Es sind schon Ultraschallwandler bekannt, die als
Ultraschallsender und -Empfänger fungieren, und bei denen
die Anregung einer schwingenden Membran mittels einer
Piezokeramikscheibe erfolgt. Unter Ausnutzung des
Piezoeffektes dient die Piezokeramikscheibe dazu,
elektrische Energie in mechanische zu wandeln und umgekehrt.
Hierzu besitzt die Piezokeramikscheibe sowohl auf der Ober-,
als auch auf der Unterseite jeweils eine flächig angeordnete
Elektrode. Wird nun an die beiden Elektroden eine
ausreichend hohe elektrische Spannung angelegt, so verformt
sich die Scheibe infolge des Piezoeffektes. Wird die
Piezokeramikscheibe an einer Membran befestigt, so wird
diese Membran entsprechend ausgelenkt. Wird andererseits die
Membran infolge eintreffender Schallwellen ausgelenkt, so
kann über die Elektroden eine elektrische Spannung
abgegriffen werden. Die Membran und die Piezokeramikscheibe
sind hierzu flächig verklebt. Damit kann die der Membran
zuweisende Seite der Piezokeramikscheibe nicht auf einfache
Weise elektrisch kontaktiert werden. Als Lösung des Problems
der elektrischen Kontaktierung ist zum einen eine leitfähige
Verbindung zwischen der Membran und der der Membran
zuweisenden Elektrode bekannt. Hierzu ist es jedoch
erforderlich, einen leitfähigen Klebstoff zu verwenden, der
teurer ist, als herkömmlicher Klebstoff. Zum anderen ist es
bekannt, die der Membran zuweisende Elektrode zu verlängern
und auf die von der Membran abweisende Seite der
Piezokeramikscheibe zu führen, so daß beide Elektroden von
einer Seite der Piezokeramikscheibe aus kontaktierbar sind.
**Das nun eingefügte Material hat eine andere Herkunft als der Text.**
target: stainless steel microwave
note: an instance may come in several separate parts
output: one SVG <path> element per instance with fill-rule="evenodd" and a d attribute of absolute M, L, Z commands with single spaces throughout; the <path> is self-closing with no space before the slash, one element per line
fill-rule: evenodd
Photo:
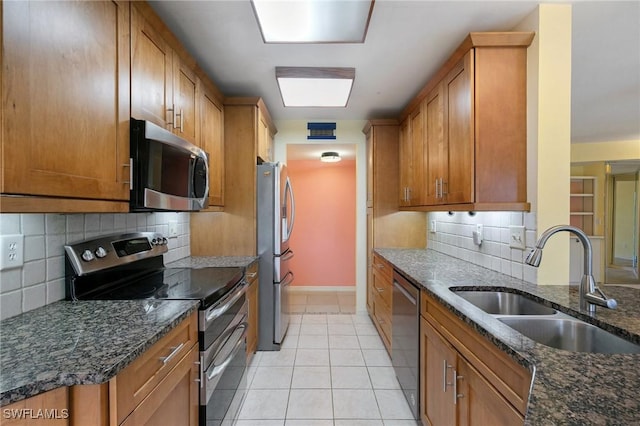
<path fill-rule="evenodd" d="M 209 157 L 170 131 L 131 119 L 130 210 L 193 211 L 209 204 Z"/>

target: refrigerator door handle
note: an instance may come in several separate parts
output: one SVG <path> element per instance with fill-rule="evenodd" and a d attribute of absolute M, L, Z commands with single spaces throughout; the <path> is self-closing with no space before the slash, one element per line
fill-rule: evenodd
<path fill-rule="evenodd" d="M 293 272 L 289 271 L 287 272 L 287 275 L 285 275 L 282 281 L 280 282 L 280 285 L 282 287 L 286 287 L 289 284 L 291 284 L 294 279 L 295 279 L 295 275 L 293 275 Z"/>
<path fill-rule="evenodd" d="M 287 260 L 291 259 L 294 255 L 295 254 L 293 253 L 293 250 L 289 249 L 282 257 L 280 257 L 280 261 L 286 262 Z"/>
<path fill-rule="evenodd" d="M 288 241 L 288 240 L 289 240 L 289 238 L 291 237 L 291 232 L 293 232 L 293 224 L 294 224 L 294 222 L 295 222 L 295 220 L 296 220 L 296 201 L 295 201 L 295 199 L 294 199 L 294 197 L 293 197 L 293 188 L 292 188 L 292 186 L 291 186 L 291 180 L 289 179 L 289 177 L 288 177 L 288 176 L 287 176 L 287 181 L 286 181 L 286 183 L 285 183 L 285 189 L 284 189 L 284 191 L 285 191 L 285 201 L 284 201 L 284 203 L 285 203 L 285 207 L 284 207 L 284 209 L 283 209 L 283 210 L 284 210 L 284 212 L 285 212 L 285 215 L 287 214 L 286 212 L 287 212 L 287 204 L 288 204 L 288 201 L 289 201 L 289 199 L 291 200 L 291 208 L 289 209 L 289 210 L 290 210 L 290 212 L 291 212 L 291 220 L 290 220 L 290 221 L 287 221 L 287 218 L 286 218 L 286 217 L 285 217 L 285 218 L 283 218 L 283 219 L 284 219 L 284 220 L 283 220 L 283 221 L 284 221 L 284 223 L 287 223 L 287 222 L 288 222 L 288 224 L 287 224 L 287 228 L 286 228 L 286 231 L 285 231 L 285 232 L 286 232 L 286 235 L 285 235 L 285 237 L 283 238 L 283 241 Z"/>

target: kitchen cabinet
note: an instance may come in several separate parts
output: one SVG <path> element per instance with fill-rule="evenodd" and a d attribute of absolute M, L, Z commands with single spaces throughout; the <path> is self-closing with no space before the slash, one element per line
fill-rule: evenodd
<path fill-rule="evenodd" d="M 258 109 L 258 157 L 262 161 L 273 161 L 273 130 L 271 118 L 265 108 Z"/>
<path fill-rule="evenodd" d="M 197 145 L 198 78 L 156 27 L 131 8 L 131 115 Z"/>
<path fill-rule="evenodd" d="M 70 416 L 66 387 L 2 407 L 2 424 L 6 426 L 67 426 Z"/>
<path fill-rule="evenodd" d="M 209 155 L 209 210 L 224 206 L 224 107 L 213 90 L 202 84 L 200 148 Z"/>
<path fill-rule="evenodd" d="M 423 424 L 524 424 L 531 373 L 426 292 L 421 299 Z"/>
<path fill-rule="evenodd" d="M 422 108 L 416 108 L 403 122 L 400 142 L 400 170 L 403 173 L 400 188 L 401 206 L 424 204 L 424 137 Z"/>
<path fill-rule="evenodd" d="M 426 245 L 426 216 L 421 212 L 400 212 L 398 208 L 398 188 L 402 175 L 399 170 L 398 144 L 402 143 L 402 126 L 396 120 L 371 120 L 364 127 L 367 153 L 367 311 L 374 323 L 387 321 L 383 341 L 390 347 L 391 313 L 375 300 L 378 291 L 376 283 L 381 277 L 374 277 L 376 264 L 375 247 L 424 248 Z M 402 146 L 402 145 L 400 145 Z M 391 268 L 387 268 L 391 271 Z M 391 279 L 391 272 L 385 279 Z M 389 294 L 390 294 L 389 289 Z M 377 313 L 376 313 L 377 312 Z M 382 332 L 380 333 L 383 334 Z"/>
<path fill-rule="evenodd" d="M 387 352 L 391 353 L 391 297 L 393 293 L 393 268 L 377 254 L 372 260 L 373 279 L 371 289 L 367 292 L 373 295 L 373 323 L 378 329 Z"/>
<path fill-rule="evenodd" d="M 197 314 L 192 313 L 108 383 L 69 388 L 71 425 L 197 425 Z"/>
<path fill-rule="evenodd" d="M 258 262 L 253 263 L 247 269 L 247 280 L 249 289 L 247 290 L 247 303 L 249 305 L 247 328 L 247 365 L 250 365 L 251 358 L 258 348 Z"/>
<path fill-rule="evenodd" d="M 410 142 L 402 141 L 400 168 L 420 182 L 410 201 L 401 187 L 403 210 L 529 210 L 526 48 L 533 36 L 470 33 L 405 108 Z"/>
<path fill-rule="evenodd" d="M 264 125 L 275 135 L 262 99 L 225 99 L 224 212 L 191 215 L 192 256 L 256 255 L 256 159 Z"/>
<path fill-rule="evenodd" d="M 128 211 L 129 3 L 2 15 L 2 211 Z"/>

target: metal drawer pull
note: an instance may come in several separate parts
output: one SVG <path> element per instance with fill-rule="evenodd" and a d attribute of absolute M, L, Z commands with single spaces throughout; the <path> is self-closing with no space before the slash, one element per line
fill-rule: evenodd
<path fill-rule="evenodd" d="M 169 361 L 171 361 L 171 358 L 173 358 L 174 356 L 176 356 L 178 354 L 178 352 L 180 352 L 180 349 L 182 349 L 182 347 L 184 346 L 184 342 L 180 343 L 178 346 L 174 346 L 171 351 L 171 353 L 165 357 L 160 357 L 160 359 L 162 360 L 162 364 L 166 365 Z"/>
<path fill-rule="evenodd" d="M 257 272 L 251 272 L 250 274 L 247 274 L 247 278 L 255 278 L 256 275 L 258 275 Z"/>
<path fill-rule="evenodd" d="M 222 374 L 222 372 L 227 368 L 227 366 L 231 363 L 231 361 L 233 360 L 233 357 L 236 355 L 236 353 L 238 352 L 238 350 L 240 349 L 240 347 L 242 346 L 242 344 L 244 343 L 246 337 L 247 337 L 247 327 L 249 325 L 246 322 L 243 322 L 241 324 L 239 324 L 236 329 L 234 330 L 234 332 L 236 330 L 242 329 L 242 335 L 240 336 L 240 338 L 235 342 L 233 349 L 231 349 L 231 352 L 229 352 L 229 356 L 227 356 L 227 358 L 222 361 L 219 365 L 215 365 L 211 371 L 207 372 L 207 380 L 211 380 L 216 376 L 219 376 L 220 374 Z"/>

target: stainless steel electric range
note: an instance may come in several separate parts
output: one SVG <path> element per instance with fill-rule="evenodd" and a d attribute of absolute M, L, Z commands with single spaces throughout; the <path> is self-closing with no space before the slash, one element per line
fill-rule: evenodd
<path fill-rule="evenodd" d="M 166 268 L 167 239 L 138 232 L 65 246 L 68 300 L 199 300 L 200 425 L 231 424 L 246 392 L 243 268 Z"/>

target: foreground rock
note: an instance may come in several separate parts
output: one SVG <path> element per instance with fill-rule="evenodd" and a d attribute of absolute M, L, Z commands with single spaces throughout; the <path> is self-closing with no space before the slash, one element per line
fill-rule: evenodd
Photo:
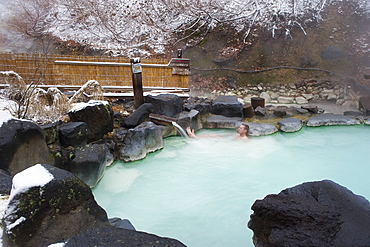
<path fill-rule="evenodd" d="M 153 234 L 127 229 L 105 227 L 86 231 L 69 239 L 65 247 L 81 246 L 148 246 L 148 247 L 184 247 L 180 241 L 162 238 Z"/>
<path fill-rule="evenodd" d="M 35 165 L 13 178 L 3 241 L 46 246 L 89 229 L 110 226 L 90 187 L 62 169 Z"/>
<path fill-rule="evenodd" d="M 44 132 L 37 124 L 10 119 L 0 126 L 0 136 L 0 168 L 11 175 L 36 163 L 53 163 Z"/>
<path fill-rule="evenodd" d="M 370 246 L 370 203 L 332 181 L 304 183 L 257 200 L 255 246 Z"/>
<path fill-rule="evenodd" d="M 38 164 L 14 176 L 3 223 L 3 246 L 8 247 L 185 246 L 137 232 L 128 220 L 111 223 L 89 186 L 50 165 Z"/>

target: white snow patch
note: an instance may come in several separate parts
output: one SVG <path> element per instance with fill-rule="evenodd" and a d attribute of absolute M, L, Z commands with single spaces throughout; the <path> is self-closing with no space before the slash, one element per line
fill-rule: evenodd
<path fill-rule="evenodd" d="M 64 247 L 66 243 L 55 243 L 55 244 L 50 244 L 48 247 Z"/>
<path fill-rule="evenodd" d="M 80 111 L 88 106 L 96 106 L 96 105 L 109 105 L 109 102 L 108 101 L 104 101 L 104 100 L 90 100 L 89 102 L 87 103 L 77 103 L 77 104 L 74 104 L 72 109 L 70 110 L 70 112 L 76 112 L 76 111 Z"/>
<path fill-rule="evenodd" d="M 13 223 L 11 223 L 11 224 L 7 224 L 6 225 L 6 231 L 8 232 L 8 233 L 11 233 L 11 231 L 12 231 L 12 229 L 14 228 L 14 227 L 16 227 L 17 225 L 19 225 L 20 223 L 22 223 L 23 221 L 25 221 L 26 220 L 26 218 L 25 217 L 23 217 L 23 216 L 21 216 L 21 217 L 19 217 L 16 221 L 14 221 Z"/>
<path fill-rule="evenodd" d="M 8 206 L 9 196 L 0 195 L 0 219 L 4 217 L 5 209 Z M 0 224 L 0 247 L 3 246 L 3 224 Z"/>
<path fill-rule="evenodd" d="M 41 164 L 31 166 L 13 177 L 13 186 L 10 191 L 9 201 L 15 195 L 26 192 L 32 187 L 44 186 L 49 183 L 54 176 Z"/>
<path fill-rule="evenodd" d="M 8 122 L 10 119 L 13 119 L 14 117 L 10 112 L 8 111 L 2 111 L 0 110 L 0 128 L 3 126 L 4 123 Z"/>

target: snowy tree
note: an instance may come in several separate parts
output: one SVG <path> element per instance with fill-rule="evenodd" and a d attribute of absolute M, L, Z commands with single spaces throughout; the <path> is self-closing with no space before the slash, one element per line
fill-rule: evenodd
<path fill-rule="evenodd" d="M 247 42 L 255 26 L 269 30 L 272 38 L 280 33 L 292 39 L 292 28 L 306 34 L 306 25 L 322 20 L 326 6 L 342 1 L 17 0 L 11 23 L 31 36 L 51 34 L 99 49 L 163 53 L 166 46 L 201 39 L 225 23 L 243 32 L 241 42 Z M 357 4 L 365 11 L 370 9 L 367 0 L 357 0 Z"/>

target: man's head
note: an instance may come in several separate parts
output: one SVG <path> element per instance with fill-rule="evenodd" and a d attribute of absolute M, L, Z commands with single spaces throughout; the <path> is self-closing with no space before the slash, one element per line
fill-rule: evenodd
<path fill-rule="evenodd" d="M 237 129 L 239 135 L 246 135 L 249 131 L 249 126 L 247 124 L 241 124 Z"/>

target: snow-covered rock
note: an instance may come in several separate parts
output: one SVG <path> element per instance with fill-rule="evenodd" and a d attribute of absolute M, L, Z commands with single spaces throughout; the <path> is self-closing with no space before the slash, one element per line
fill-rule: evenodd
<path fill-rule="evenodd" d="M 89 127 L 89 142 L 101 139 L 113 130 L 113 110 L 107 101 L 78 103 L 68 112 L 72 122 L 85 122 Z"/>
<path fill-rule="evenodd" d="M 47 246 L 109 226 L 89 186 L 70 172 L 41 164 L 14 176 L 4 222 L 4 243 L 25 247 Z"/>

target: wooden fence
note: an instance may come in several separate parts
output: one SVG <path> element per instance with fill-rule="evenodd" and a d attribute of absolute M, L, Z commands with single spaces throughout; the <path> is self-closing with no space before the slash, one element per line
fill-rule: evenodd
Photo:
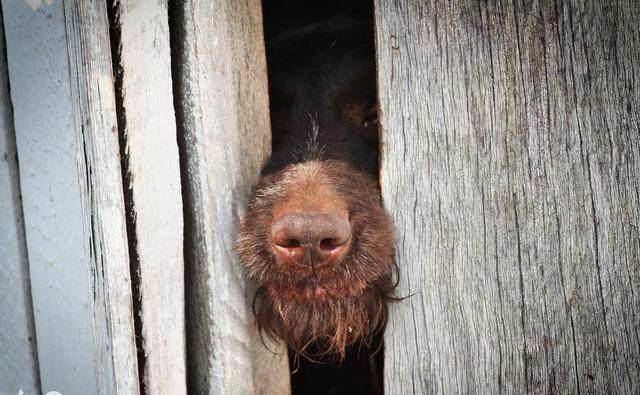
<path fill-rule="evenodd" d="M 376 1 L 387 393 L 640 391 L 639 21 Z"/>
<path fill-rule="evenodd" d="M 385 392 L 640 392 L 640 3 L 374 4 L 412 295 Z M 2 0 L 2 28 L 0 394 L 289 393 L 233 252 L 261 2 Z"/>

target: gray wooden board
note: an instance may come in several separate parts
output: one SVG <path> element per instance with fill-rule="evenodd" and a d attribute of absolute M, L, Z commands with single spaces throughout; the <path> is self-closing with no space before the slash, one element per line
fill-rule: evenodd
<path fill-rule="evenodd" d="M 40 393 L 13 111 L 0 25 L 0 395 Z"/>
<path fill-rule="evenodd" d="M 286 352 L 263 346 L 251 309 L 253 290 L 233 249 L 271 144 L 261 3 L 174 6 L 189 390 L 288 393 Z"/>
<path fill-rule="evenodd" d="M 106 4 L 2 3 L 42 390 L 137 393 Z"/>
<path fill-rule="evenodd" d="M 119 1 L 116 13 L 141 375 L 146 393 L 179 395 L 186 393 L 183 223 L 167 2 Z"/>
<path fill-rule="evenodd" d="M 375 6 L 386 393 L 640 392 L 640 3 Z"/>

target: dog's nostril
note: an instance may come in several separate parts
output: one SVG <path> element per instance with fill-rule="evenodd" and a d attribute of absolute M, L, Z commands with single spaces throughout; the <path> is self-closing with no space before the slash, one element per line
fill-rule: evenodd
<path fill-rule="evenodd" d="M 333 250 L 340 247 L 342 244 L 344 244 L 344 241 L 340 241 L 339 239 L 326 238 L 320 241 L 320 248 L 323 250 Z"/>
<path fill-rule="evenodd" d="M 282 248 L 298 248 L 301 245 L 300 241 L 296 239 L 284 239 L 276 241 L 275 243 L 278 245 L 278 247 Z"/>

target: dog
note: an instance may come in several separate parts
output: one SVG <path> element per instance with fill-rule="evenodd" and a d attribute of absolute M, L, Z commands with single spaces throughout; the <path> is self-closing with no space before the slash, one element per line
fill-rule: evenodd
<path fill-rule="evenodd" d="M 370 28 L 332 19 L 268 46 L 273 149 L 236 250 L 261 333 L 310 359 L 370 346 L 396 299 Z"/>

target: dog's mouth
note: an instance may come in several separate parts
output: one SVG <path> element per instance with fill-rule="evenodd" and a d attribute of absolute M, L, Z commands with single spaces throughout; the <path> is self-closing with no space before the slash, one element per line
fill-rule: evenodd
<path fill-rule="evenodd" d="M 310 274 L 298 282 L 291 291 L 299 303 L 309 304 L 332 298 L 329 288 L 330 282 L 319 278 L 316 274 Z"/>
<path fill-rule="evenodd" d="M 311 288 L 311 289 L 322 288 L 322 286 L 320 285 L 320 280 L 315 274 L 312 274 L 311 276 L 305 279 L 304 287 Z"/>
<path fill-rule="evenodd" d="M 324 275 L 323 275 L 324 274 Z M 269 293 L 278 300 L 295 301 L 302 305 L 335 303 L 362 294 L 367 284 L 362 281 L 346 281 L 337 273 L 309 273 L 294 283 L 270 282 Z"/>

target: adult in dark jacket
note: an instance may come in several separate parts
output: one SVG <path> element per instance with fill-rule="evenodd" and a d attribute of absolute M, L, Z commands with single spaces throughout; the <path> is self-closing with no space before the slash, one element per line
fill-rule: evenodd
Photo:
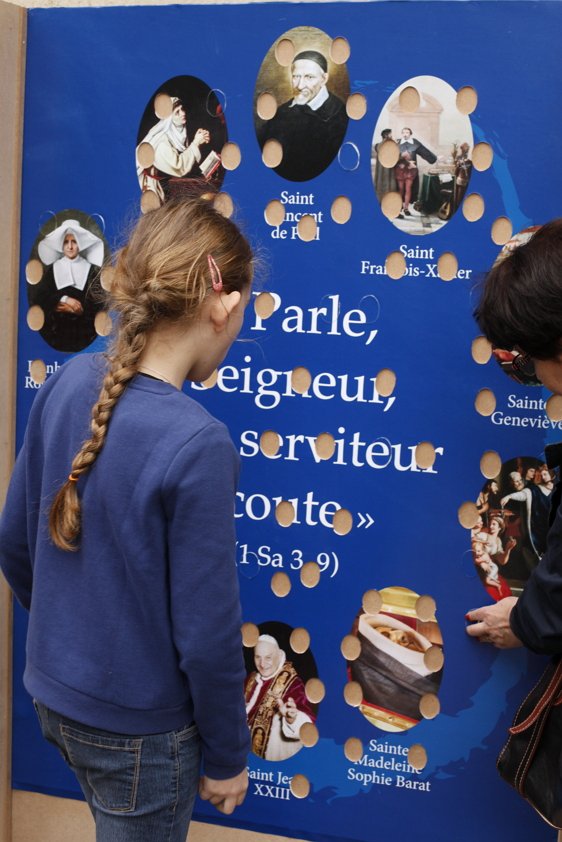
<path fill-rule="evenodd" d="M 496 263 L 475 315 L 493 345 L 518 349 L 526 357 L 525 371 L 534 363 L 541 383 L 562 394 L 562 219 L 542 226 Z M 532 371 L 529 377 L 532 384 Z M 551 470 L 559 468 L 562 443 L 547 446 L 545 455 Z M 500 649 L 562 652 L 561 498 L 559 482 L 552 494 L 546 550 L 522 595 L 469 611 L 467 632 L 472 637 Z"/>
Hierfür ist jedoch bei der Fertigung der Piezokeramikscheibe
ein hoher Fertigungsaufwand zu betreiben. Bei beiden
Kontaktierungen ist es jedoch erforderlich, zum Beispiel
durch einen Kompensationskondensator mit einem negativen
Temperaturkoeffizienten, einen starken, positiven
Temperaturkoeffizienten der Kapazität des Piezoelementes
auszugleichen. Aus Gründen der Toleranz bei der Kapazität
des Piezoelementes oder des Kompensationskondensators kann
es erforderlich sein, zusätzlich einen Induktivitätsabgleich
an einem Transformator vorzusehen, der zwischen einer
Spannungsquelle und dem Piezoelement zur Erzeugung einer
erforderlichen, hohen Spannung angeordnet ist.
Die erfindungsgemäße Vorrichtung mit den Merkmalen des
Hauptanspruchs hat demgegenüber den Vorteil, daß ohne
größeren Fertigungsaufwand eine einseitige Kontaktierung der
Piezokeramikscheibe ermöglicht wird. Eine Kontaktierung
einer Membran, insbesondere ein Einbau in ein topfförmiges
Ultraschallwandlergehäuse, wird hierdurch erleichtert.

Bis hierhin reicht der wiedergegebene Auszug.